Adult Lake Trout, slowmotiongli/iStock
Maine’s history of fish stocking goes back to 1895, one of the first programs in the US. By the 1930s and 1940s, over a million lakers were stocked annually but this was executed without much scientific input and most of the tiny fry were eaten by predators. As with many other fish species, some of the stocking was indiscriminate, resulting in significant damage to less aggressive species in small bodies of water. Maine now manages 30 waters as “wild” lake trout resources that have never been stocked. In other lakes, maintenance stocking is used to supplement natural reproduction to meet public demands for good fishing.
Since the 1930s, Maine has used planes to stock remote backcountry ponds, a program that continues today using small high-wing aircraft equipped with specially designed oxygenated tanks. Maine also produces a hybrid cross between a male brook trout and a female lake trout, known as a splake, designed to provide fast-growing fishing opportunities in waters where pure lake trout or brook trout may struggle to thrive. The splake is a rare hybrid that is genetically capable of reproducing but it requires very specific conditions and as such, is considered quite rare in the wild.
In Maine, the legal fishing season for lake trout in the southern half of the state is essentially all year long, depending upon the waters in question. There are specific regulations for the northern part of the state where most lake and pond fishing is limited to April 1 – September 30, with restrictions on the use of bait after August 15. The lake trout is an important species for those who enjoy ice fishing with bait, small spoons, or jigs. Because regulations can vary significantly by specific water body, you must refer to the state’s regulations before wetting a line.
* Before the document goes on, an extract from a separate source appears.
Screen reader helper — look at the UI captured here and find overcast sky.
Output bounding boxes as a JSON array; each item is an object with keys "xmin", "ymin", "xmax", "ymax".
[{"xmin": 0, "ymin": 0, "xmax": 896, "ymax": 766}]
Nearby Sebago Lake is a deep, cold-water fishery that had a historic reputation for world-class landlocked salmon. In the 1970s the Maine Department of Inland Fisheries and Wildlife decided that the lake could also sustain lake trout. Unfortunately, the experiment went awry as the lake trout population became self-sustaining and the smaller salmon became fodder for the ravenous lake trout. In a fly shop conversation with one of the responsible Department of Inland Fisheries & Wildlife biologists, he admitted the stocking program was one of the worst decisions of his long career.
Today Sebago Lake has several special regulations for lake trout that differ from Maine’s general law. Rather than the general law for lakers that has a two-fish bag limit with an 18-inch minimum length, Sebago Lake is currently managed to encourage the harvest of smaller togue to reduce competition with landlocked salmon. There is no daily bag limit on lake trout under 23 inches (just one fish over 23 inches may be harvested), and the use of live baitfish and smelt is permitted. During certain periods fishermen are required to release other trout and salmon to encourage reproduction. The special regulations for lake trout are primarily designed to protect the native landlocked salmon population by reducing competition for food and space.
The lake trout is a survivor, blessed with longevity and an ability to eat a wide range of foods. But like so many other species, they are vulnerable to habitat degradation, climate-driven changes in water temperature, and the illegal introduction of competing species like bass and pike. Today they are an important recreational species in the waters where they thrive. I am heading into the northern reaches of Canada this summer in hopes of catching not only large brook trout and northern pike, but hopefully a couple lunker lakers to round out the week!